2. For the reasons given in my decision of 15 November 2018 that decision was set aside on the basis it involved the making of an error of law and directions were given for the appeal to be remade in the Upper Tribunal. A copy of my decision is set out in the annex to the decision.
3. The appellant is a citizen of Poland who entered the United Kingdom in 2004 and was employed after that date for a number of years ceasing to work in 2016 as a result of a workplace accident. The appellant has a child from a previous relationship, that child now being a British citizen. The appellant is in a relationship with another Polish national and who has a daughter from a previous relationship.
4. In 2004 the appellant was cautioned for shoplifting and since then, between 3 February 2009 and 22 May 2017 he has been convicted on twelve occasions of 22 offences including, assault, battery, theft, being drunk and disorderly, driving otherwise in accordance with the licence, three counts of using a vehicle while uninsured, resisting or obstructing a constable, two counts of driving a motor vehicle with excess alcohol, driving whilst disqualified and failing to surrender to custody at appropriate time. He was also convicted of failing to comply with the requirements of community orders.
5. The most recent conviction, on 22 May 2017, was a conviction for driving whilst disqualified, using a vehicle while insured and driving with excess of alcohol, of which he was sentenced to 28 days' imprisonment and disqualified from driving for three years. This is the only offence of which the appellant has been convicted which resulted in an immediate custodial sentence, previous convictions being dealt with by fines and community orders; a sentence to sixteen weeks' imprisonment imposed on 27 September 2011 was wholly suspended for eighteen months.
6. For the reasons set out in the letter of 14 July 2017 the respondent concluded that Schedule 1 of the EEA Regulations 2016 paragraphs F, H and J were engaged such that the appellant's behaviour was a threat to the fundamental interests of society. It was concluded also that a history of failure to comply with court orders indicated an antisocial or an attitude towards the public and community, but the appellant has shown no remorse in his behaviour or any recognition of the impact it may have on others. This concluded also that his convictions indicated an established pattern of repeat offending with an escalation in the seriousness of offences as indicated by the sentences imposed and, in the absence of any evidence of improvement in personal circumstances since the conviction there remains a risk of reoffending and him continuing to impose a risk on to the public. The respondent also concluded that even if the appellant had had permanent residence or a continuous period of ten years' residence the requirement for serious grounds of public policy or imperative grounds of public security respectively would be satisfied.

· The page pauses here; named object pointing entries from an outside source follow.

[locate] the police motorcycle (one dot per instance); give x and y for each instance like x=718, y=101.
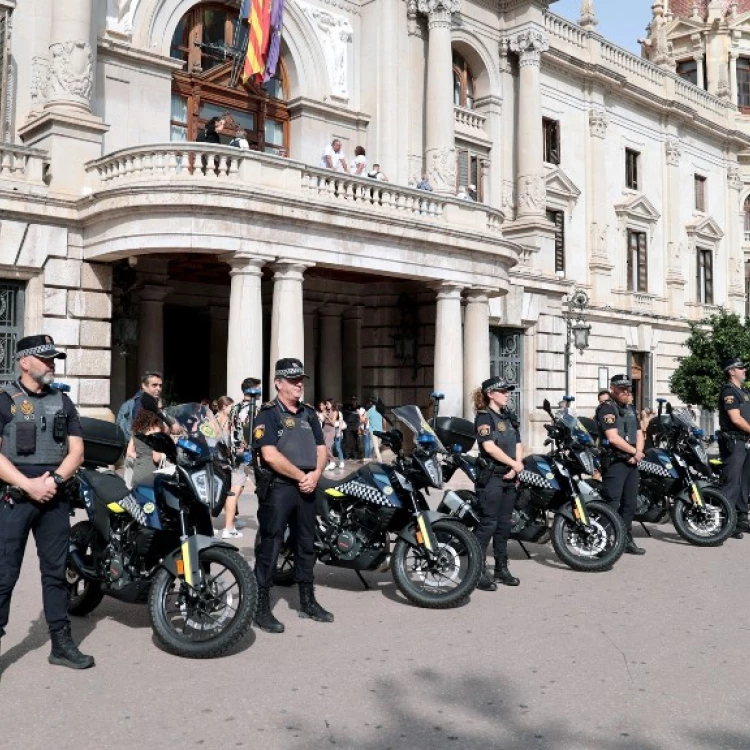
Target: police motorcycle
x=679, y=480
x=586, y=534
x=435, y=561
x=156, y=543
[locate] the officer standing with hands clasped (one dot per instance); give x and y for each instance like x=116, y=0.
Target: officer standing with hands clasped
x=623, y=442
x=41, y=447
x=290, y=455
x=496, y=429
x=734, y=439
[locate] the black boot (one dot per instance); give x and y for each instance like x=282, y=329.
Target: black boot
x=308, y=605
x=632, y=548
x=502, y=574
x=264, y=619
x=485, y=582
x=65, y=653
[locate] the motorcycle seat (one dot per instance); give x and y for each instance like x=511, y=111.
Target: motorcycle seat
x=110, y=488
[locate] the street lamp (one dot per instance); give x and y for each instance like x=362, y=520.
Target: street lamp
x=577, y=330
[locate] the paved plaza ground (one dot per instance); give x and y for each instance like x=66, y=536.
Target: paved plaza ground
x=652, y=655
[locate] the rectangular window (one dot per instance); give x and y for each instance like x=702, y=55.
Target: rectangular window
x=705, y=277
x=637, y=262
x=700, y=193
x=551, y=130
x=558, y=219
x=632, y=160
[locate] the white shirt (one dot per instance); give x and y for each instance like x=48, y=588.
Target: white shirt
x=335, y=159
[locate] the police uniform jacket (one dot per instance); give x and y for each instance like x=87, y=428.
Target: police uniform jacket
x=296, y=435
x=731, y=398
x=35, y=428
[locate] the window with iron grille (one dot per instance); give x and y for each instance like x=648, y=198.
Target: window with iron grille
x=637, y=262
x=551, y=129
x=700, y=193
x=632, y=162
x=558, y=219
x=705, y=276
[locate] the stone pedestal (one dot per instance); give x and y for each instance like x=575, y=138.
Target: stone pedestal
x=449, y=360
x=476, y=346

7. The respondent considered that deportation was proportionate submitting the appellant could go back to live in Poland, that he had provided no evidence of his relationship with his son or of his partner and stepdaughter. It was concluded that he had not integrated into United Kingdom society and his persistent offending was evidence that he had not integrated socially and culturally into life in the United Kingdom. He had provided little evidence to show he had contributed in a positive way to United Kingdom society or the economy and thus deportation would be proportionate. The respondent concluded also that his removal would be a proportionate interference with his right to respect for family and private life pursuant to Article 8 of the Human Rights Convention.
8. I heard oral evidence from the appellant who was supported by his current partner. He provided a letter from HM Revenue & Customs dated 14 September 2017 which sets out his history of employment for the tax years 2004/5 to 2016/17.
9. I heard evidence from the appellant who confirmed that he still sees his son on a regular basis and that he stays with him at weekends. He said that three years earlier he had had a bad accident at work which had meant he was no longer able to work and that despite several operations to his arm it was still not functioning properly. He has an ongoing court case about this.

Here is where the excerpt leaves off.